Aller à l’hôtel dans sa propre ville en serait une, plutôt inattendue. Après le tourisme d’ailleurs, vive le tourisme d’ici. De plus en plus d’hôtels offriraient ainsi des prix cassés sur les chambres restant disponibles en fin de journée. Pourquoi pas. Une autre consisterait à s’évader en banlieue où les prix, plus abordables, permettent d’accéder à plus d’espace et à des jardins contribuant largement à l’amélioration de la qualité de la vie. Le rapport au domicile principal se teinterait alors de l’imaginaire habituellement associé aux résidences de vacances. Plus cool, sans doute, plus créatif, parfois. Jardiner, fabriquer ses propres confitures, pratiquer le yoga sur sa terrasse, pour ne reprendre que les fantasmes les plus véhiculés par la presse féminine, deviennent alors possible.

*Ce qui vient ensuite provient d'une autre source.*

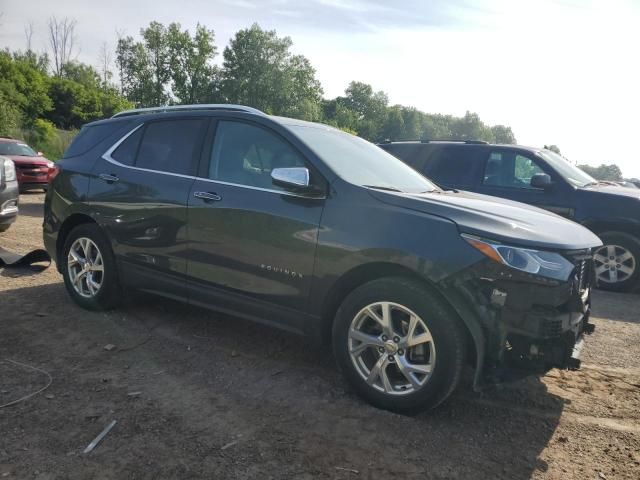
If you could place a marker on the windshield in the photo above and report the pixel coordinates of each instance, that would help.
(566, 170)
(361, 163)
(11, 148)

La « staycation » peut aussi avoir pour effet d’inciter les citadins à regarder et à vivre différemment leur ville : explorer ses arrière-cours et anciens ateliers, ses moindres recoins jusqu’aux plus éloignés (à Paris la carte Navigo dézonnée accompagne ce mouvement), parcourir ses différents quartiers en Vélib’, Segway ou skate, installer des poulaillers et des jardins communautaires en sont les expressions les plus visibles.
En poursuivant l’idée d’une échappatoire possible aux contraintes et à la répétition de la vie quotidienne, le phénomène de la « staycation » contribue à l’émergence d’un nouveau rapport à la ville. Et vient nous rappeler que la réalité est surtout une affaire de regard.